So yesterday something happened.

At the time it wasn’t funny but in retrospect, and after recovering from the trauma it was pretty darn hilarious!

I decided to bake a frangipane tart, after being inspired by Lover Baker Homemaker and her many wonderful posts. I found a recipe for a raspberry frangipani tart, kind of like a bakewell tart, which looked yummy and as we had friends found for a roast yesterday afternoon I thought it would make the perfect pudding. So I went to tesco’s and bought some ground almonds and eggs. When I got home I made the pastry, pretty straight forward, and had to leave it to chill for 1 hour.

Only once this hour was up did I realise we had no aluminium foil or baking paper for me to blind bake the tart case so I had to make the 10 minute walk there and back to the co-op to buy some. After that slight delay I managed to bake the case and prepare the frangipane filling. All was well. I spread the last of our raspberry jam on the bottom of the baked case and then layered the filling with fresh raspberries before baking for 45 minutes. 2 and a half hours after starting the tart was finished. Yay! Only when I took it out of the oven it didn’t quite go as planned… The loose base of the tart tin came out and the outside rim fell onto my bare arm. As I shouted at the husband ‘its burning meeeeee’ I then panicked and dropped the whole thing from standing height.

It was like a slow camera shot from a disaster movie. We all watched (friends that had come round to eat included) as the tart smooshed in a big pile on the kitchen floor. What did I do? Run out the room into the bedroom, wrap myself in our duvet, refused to let anyone see me and cry like a baby for half an hour (I also sent a frantic text to Sophie, as a fellow baker I knew she’d understand!) Wow. I heard the clean up operation in action, the sound of the Hoover as it sucked up the tart from the floor. What a waste. Of time, of ingredients, of money.

Only all was not lost. I came out of my small break down to find my friends had saved a lot of the tart and to hear that it tasted pretty good. It was on a plate looking all mashed but still usable. We took Sophie’s advise and mashed it up with ice cream to make a Fordham Floor Frangipane Mess. It was gooooood! I’ve even got a bit of it in my lunchbox for work today (minus the ice cream obvs…)!

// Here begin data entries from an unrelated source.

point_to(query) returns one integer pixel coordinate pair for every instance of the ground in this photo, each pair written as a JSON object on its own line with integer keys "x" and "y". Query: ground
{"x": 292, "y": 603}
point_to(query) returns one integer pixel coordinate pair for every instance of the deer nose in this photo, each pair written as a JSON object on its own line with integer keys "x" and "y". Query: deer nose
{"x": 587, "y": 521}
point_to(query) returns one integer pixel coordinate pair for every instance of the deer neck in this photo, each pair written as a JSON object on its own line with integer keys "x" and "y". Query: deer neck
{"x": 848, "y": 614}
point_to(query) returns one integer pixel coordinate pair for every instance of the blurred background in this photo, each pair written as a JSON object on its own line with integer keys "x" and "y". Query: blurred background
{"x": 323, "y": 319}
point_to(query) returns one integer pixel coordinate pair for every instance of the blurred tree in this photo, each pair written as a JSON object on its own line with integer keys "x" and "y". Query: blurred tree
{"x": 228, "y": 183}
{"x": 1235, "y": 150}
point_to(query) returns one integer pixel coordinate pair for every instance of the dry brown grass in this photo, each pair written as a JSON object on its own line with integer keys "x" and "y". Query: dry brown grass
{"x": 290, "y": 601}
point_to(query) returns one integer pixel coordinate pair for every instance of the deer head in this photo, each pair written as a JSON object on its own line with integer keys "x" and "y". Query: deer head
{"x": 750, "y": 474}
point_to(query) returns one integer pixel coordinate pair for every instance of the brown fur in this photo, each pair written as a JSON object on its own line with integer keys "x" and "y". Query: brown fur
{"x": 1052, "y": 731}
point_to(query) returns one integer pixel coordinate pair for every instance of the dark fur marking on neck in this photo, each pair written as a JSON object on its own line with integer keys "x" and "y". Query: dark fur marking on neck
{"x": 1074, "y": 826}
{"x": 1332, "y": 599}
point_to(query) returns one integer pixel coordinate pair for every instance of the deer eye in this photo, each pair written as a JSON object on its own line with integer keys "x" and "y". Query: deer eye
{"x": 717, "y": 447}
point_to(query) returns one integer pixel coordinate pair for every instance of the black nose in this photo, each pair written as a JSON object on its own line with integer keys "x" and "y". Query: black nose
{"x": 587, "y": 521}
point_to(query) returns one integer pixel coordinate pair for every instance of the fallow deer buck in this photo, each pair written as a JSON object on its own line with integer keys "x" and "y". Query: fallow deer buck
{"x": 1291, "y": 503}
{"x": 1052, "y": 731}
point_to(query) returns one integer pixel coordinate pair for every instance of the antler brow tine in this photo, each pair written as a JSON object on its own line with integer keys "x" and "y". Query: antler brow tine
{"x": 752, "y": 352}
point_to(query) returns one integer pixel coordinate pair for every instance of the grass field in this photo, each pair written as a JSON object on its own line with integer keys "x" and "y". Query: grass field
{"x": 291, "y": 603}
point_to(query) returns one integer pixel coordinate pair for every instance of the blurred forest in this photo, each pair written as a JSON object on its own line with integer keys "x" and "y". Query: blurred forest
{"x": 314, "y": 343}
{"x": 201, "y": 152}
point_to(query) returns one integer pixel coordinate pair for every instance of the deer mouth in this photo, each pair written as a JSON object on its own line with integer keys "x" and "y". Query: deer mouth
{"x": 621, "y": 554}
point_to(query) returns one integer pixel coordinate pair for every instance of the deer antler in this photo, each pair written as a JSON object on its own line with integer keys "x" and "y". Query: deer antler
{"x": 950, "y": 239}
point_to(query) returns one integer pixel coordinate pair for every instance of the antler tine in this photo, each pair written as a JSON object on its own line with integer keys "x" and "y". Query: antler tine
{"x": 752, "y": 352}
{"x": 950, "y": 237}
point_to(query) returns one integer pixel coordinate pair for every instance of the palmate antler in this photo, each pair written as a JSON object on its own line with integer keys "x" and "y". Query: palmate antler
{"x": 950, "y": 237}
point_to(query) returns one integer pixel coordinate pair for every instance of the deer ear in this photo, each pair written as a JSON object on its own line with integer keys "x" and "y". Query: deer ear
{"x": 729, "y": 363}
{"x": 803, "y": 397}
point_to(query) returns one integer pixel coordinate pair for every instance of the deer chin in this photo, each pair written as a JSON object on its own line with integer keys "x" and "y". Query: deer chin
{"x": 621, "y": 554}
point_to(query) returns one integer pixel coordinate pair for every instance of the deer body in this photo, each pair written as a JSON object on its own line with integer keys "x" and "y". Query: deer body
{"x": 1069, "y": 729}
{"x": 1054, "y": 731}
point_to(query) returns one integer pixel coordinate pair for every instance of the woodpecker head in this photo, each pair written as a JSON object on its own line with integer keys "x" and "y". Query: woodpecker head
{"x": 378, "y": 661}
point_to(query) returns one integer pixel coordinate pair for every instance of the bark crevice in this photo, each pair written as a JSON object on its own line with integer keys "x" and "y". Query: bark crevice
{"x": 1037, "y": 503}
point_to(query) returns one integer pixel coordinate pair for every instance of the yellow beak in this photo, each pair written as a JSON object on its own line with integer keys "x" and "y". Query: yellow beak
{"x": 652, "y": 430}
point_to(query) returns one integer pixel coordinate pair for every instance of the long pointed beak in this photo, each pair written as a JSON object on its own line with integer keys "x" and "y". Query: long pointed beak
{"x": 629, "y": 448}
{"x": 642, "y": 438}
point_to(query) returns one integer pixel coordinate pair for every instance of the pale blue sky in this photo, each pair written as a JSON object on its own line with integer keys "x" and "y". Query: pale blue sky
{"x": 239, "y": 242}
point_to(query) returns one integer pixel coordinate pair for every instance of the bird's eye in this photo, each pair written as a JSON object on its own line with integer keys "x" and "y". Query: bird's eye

The recipe can be seen below (I found it in one of those supermarket magazines and can’t find an online version hence taking a photo of it!). For the ultimate Fordham experience make sure you drop it just as it comes out of the oven, then scrap off the floor and eat with ice cream. Or alternatively avoid the clumsiness and have a beautiful looking pudding fit for any dinner party. Either way, it tastes yummy!